第167話 裏技
「……あ、そうだ。その手があった」
「何かありました田島さん?」
花畑さんが不思議そうに尋ねてくる。
「奥さんを治す方法がありそうです」
「ほ、ほんとですか?!違法なのは止めてくださいね」
「大丈夫です。この方法なら問題ないはずです。ただ奥さんにダンジョンに入ってもらう必要があります」
法律ではアイテムの持ち出しについては厳格に決められている。
持ち出す際はギルドに申請したり、売買についてもいろいろ……
だが、ダンジョン内でのアイテムの譲渡及び使用は規制されていない。
探索者の命を守るためにポーションの受け渡しや装備品の交換などを目的に免除されているからだ。
イメージとしてはダンジョン外でポーションをまとめ買いして、潜った後にセーフゾーンとかでメンバーに配るのはセーフ的な。
今回は俺が治療薬をもっていないので治療薬を取りに行くところからのスタートになるけどダンジョン内ならセーフだ。
裏技っぽいけど、そこはスルーしていただいて……
治療薬を取ってきてから花畑さんとダンジョンに入るのも手だけど、それだと一度持ち出さないといけないのでギルドに報告しないといけないので治療した後にゴタゴタありそうだからね……
「ちょっと奥さんに無理をさせることになるかと思いますけど、いかがですか?」
「……ちょっと検討させてもらいます。すみません」
「いえいえ、こっちこそ家庭内の問題かと思うので首を突っ込んでしまって」
「では、今後の予定なんですけど」
「コラボとかの話でしたっけ。やっぱ大手さんとやるのがいいですかねー」
そんなこんなでその日の打ち合わせは終了。
後日、花畑さんの奥さんから電話があった。
是非挑戦したい、とのことで少し涙ぐまれていた。
体調を考慮して福岡のダンジョンに入ること、無理と感じたらすぐに地上に戻ること2つを決めた。
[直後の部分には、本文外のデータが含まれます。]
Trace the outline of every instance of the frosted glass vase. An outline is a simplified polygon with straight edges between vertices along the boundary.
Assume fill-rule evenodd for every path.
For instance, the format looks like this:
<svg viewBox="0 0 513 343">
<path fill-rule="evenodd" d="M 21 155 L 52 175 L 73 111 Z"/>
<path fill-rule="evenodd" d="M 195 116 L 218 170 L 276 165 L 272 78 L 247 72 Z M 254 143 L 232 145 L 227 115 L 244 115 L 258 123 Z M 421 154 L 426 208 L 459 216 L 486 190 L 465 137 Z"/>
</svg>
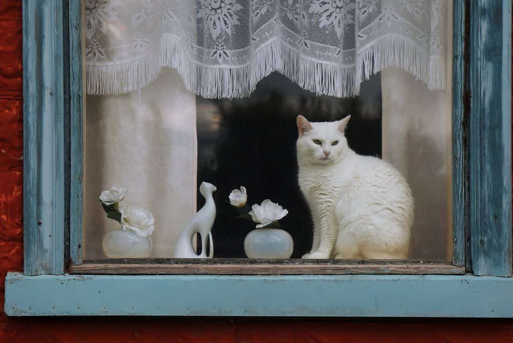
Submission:
<svg viewBox="0 0 513 343">
<path fill-rule="evenodd" d="M 149 236 L 117 228 L 105 234 L 102 245 L 108 258 L 142 258 L 150 257 L 153 244 Z"/>
<path fill-rule="evenodd" d="M 280 228 L 256 228 L 244 239 L 244 252 L 249 258 L 290 258 L 294 241 Z"/>
</svg>

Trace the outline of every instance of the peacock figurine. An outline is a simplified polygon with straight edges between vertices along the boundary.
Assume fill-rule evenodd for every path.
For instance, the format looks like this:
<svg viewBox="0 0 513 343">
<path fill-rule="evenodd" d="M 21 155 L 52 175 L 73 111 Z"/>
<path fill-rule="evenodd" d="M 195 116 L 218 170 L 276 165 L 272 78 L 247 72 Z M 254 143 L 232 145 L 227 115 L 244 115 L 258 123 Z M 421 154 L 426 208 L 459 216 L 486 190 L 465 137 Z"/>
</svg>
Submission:
<svg viewBox="0 0 513 343">
<path fill-rule="evenodd" d="M 205 198 L 205 205 L 180 234 L 176 241 L 173 257 L 174 258 L 212 258 L 214 256 L 214 242 L 212 240 L 212 226 L 215 220 L 215 203 L 212 194 L 217 188 L 208 182 L 202 182 L 200 193 Z M 201 253 L 199 255 L 192 246 L 192 236 L 195 233 L 201 235 Z M 210 244 L 210 252 L 207 256 L 207 237 Z"/>
</svg>

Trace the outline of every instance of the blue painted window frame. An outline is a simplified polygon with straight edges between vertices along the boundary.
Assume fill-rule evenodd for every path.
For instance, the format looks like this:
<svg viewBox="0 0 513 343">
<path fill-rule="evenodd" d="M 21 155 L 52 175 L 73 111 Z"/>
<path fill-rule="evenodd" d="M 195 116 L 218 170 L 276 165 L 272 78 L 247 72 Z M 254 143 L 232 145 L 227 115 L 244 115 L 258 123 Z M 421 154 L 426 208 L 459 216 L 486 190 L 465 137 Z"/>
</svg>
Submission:
<svg viewBox="0 0 513 343">
<path fill-rule="evenodd" d="M 513 317 L 511 0 L 454 2 L 453 263 L 464 276 L 66 274 L 82 262 L 80 3 L 23 0 L 25 261 L 6 279 L 8 315 Z"/>
</svg>

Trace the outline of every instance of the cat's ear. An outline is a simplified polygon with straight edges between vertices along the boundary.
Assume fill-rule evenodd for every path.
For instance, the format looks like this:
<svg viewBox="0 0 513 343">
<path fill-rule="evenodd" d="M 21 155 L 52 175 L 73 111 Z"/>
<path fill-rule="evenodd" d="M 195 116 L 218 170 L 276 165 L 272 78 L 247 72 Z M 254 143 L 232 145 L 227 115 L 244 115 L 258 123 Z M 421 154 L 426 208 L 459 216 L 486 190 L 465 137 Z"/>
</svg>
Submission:
<svg viewBox="0 0 513 343">
<path fill-rule="evenodd" d="M 298 124 L 298 132 L 299 132 L 300 136 L 303 136 L 305 132 L 310 131 L 312 128 L 312 124 L 310 123 L 310 122 L 301 115 L 298 116 L 298 119 L 296 119 L 295 121 Z"/>
<path fill-rule="evenodd" d="M 339 121 L 339 131 L 343 134 L 346 131 L 346 127 L 347 126 L 347 123 L 351 119 L 351 116 L 348 116 L 343 119 Z"/>
</svg>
福岡のダンジョンに入るならギルドに一言言っといた方がいいかな?
福崎さんに連絡しておくかな。
あとうちの奥さんにまた福岡に行くって伝えないとね。
今回は仕事の関係もあって一人でゆっくり熊本に残ってたから次は家族全員で行かないとね。
一応収入はあるからね。
新幹線とか使いやすくなったよ、うん。
ネット予約と1ヶ月前予約は忘れないけどね。